ScenicRules: An Autonomous Driving Benchmark with Multi-Objective Specifications and Abstract Scenarios

Reading time: 5 minute
...

📝 Original Info

  • Title: ScenicRules: An Autonomous Driving Benchmark with Multi-Objective Specifications and Abstract Scenarios
  • ArXiv ID: 2602.16073
  • Date: 2026-02-17
  • Authors: ** 논문에 명시된 저자 정보가 제공되지 않았습니다. **

📝 Abstract

Developing autonomous driving systems for complex traffic environments requires balancing multiple objectives, such as avoiding collisions, obeying traffic rules, and making efficient progress. In many situations, these objectives cannot be satisfied simultaneously, and explicit priority relations naturally arise. Also, driving rules require context, so it is important to formally model the environment scenarios within which such rules apply. Existing benchmarks for evaluating autonomous vehicles lack such combinations of multi-objective prioritized rules and formal environment models. In this work, we introduce ScenicRules, a benchmark for evaluating autonomous driving systems in stochastic environments under prioritized multi-objective specifications. We first formalize a diverse set of objectives to serve as quantitative evaluation metrics. Next, we design a Hierarchical Rulebook framework that encodes multiple objectives and their priority relations in an interpretable and adaptable manner. We then construct a compact yet representative collection of scenarios spanning diverse driving contexts and near-accident situations, formally modeled in the Scenic language. Experimental results show that our formalized objectives and Hierarchical Rulebooks align well with human driving judgments and that our benchmark effectively exposes agent failures with respect to the prioritized objectives. Our benchmark can be accessed at https://github.com/BerkeleyLearnVerify/ScenicRules/.

💡 Deep Analysis

📄 Full Content

Real-world autonomous driving entails managing multiple, often conflicting objectives with varying priorities. Fig. 1a illustrates such a case from the perspective of a Waymo autonomous vehicle [1]. A scooter rider in the bike lane suddenly falls onto the road in front of the vehicle. To avoid a collision, the vehicle swerves into the adjacent left lane, nearly crossing into the opposite direction of traffic. In this situation, the vehicle cannot simultaneously satisfy the objectives of avoiding collision with the rider and maintaining lane position, and therefore prioritizes the former. Fig. 1b shows another example [2], where a Tesla autonomous vehicle enters the oncoming lane to avoid a large puddle and improve passenger comfort. Here, the objectives of staying on the correct side of the road and ensuring passenger comfort conflict, and the vehicle prioritizes the latter. These examples highlight the importance of explicitly specifying multiple objectives and their priority relations, along with the environment context, when evaluating autonomous driving systems.

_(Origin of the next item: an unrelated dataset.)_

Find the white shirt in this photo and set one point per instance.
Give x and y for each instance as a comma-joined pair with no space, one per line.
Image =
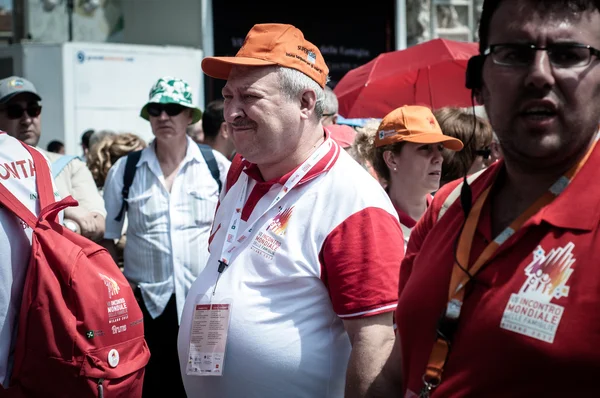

To effectively evaluate autonomous driving systems in modern, complex traffic environments and capture realistic trade-offs among objectives, a benchmark must satisfy three key requirements.

First, it should provide a diverse set of objectives formalized as quantitative metrics and/or Boolean properties for evaluating agents and measuring the degree of violation. Second, it should include a specification framework that permits expressing priority relations among objectives. This framework must be interpretable, easy to manipulate, and adaptable across scenarios to reflect different preferences. Third, it should employ an expressive representation of traffic scenarios under which autonomous driving systems can be effectively evaluated under multi-objective specifications, assessing their ability to balance competing goals.

To meet the first requirement, prior work has attempted to formalize traffic rules using Boolean properties or quantitative metrics [3]- [8]. However, these studies do not validate whether the formalized rules accurately capture violations in real driving behaviors. In this paper, we not only formalize a diverse set of driving rules, but also provide alternative definitions for selected rules, serving as a basis for examining how different formulations influence evaluation outcomes. We further design precise and fine-grained measures to assess the degree of rule violation.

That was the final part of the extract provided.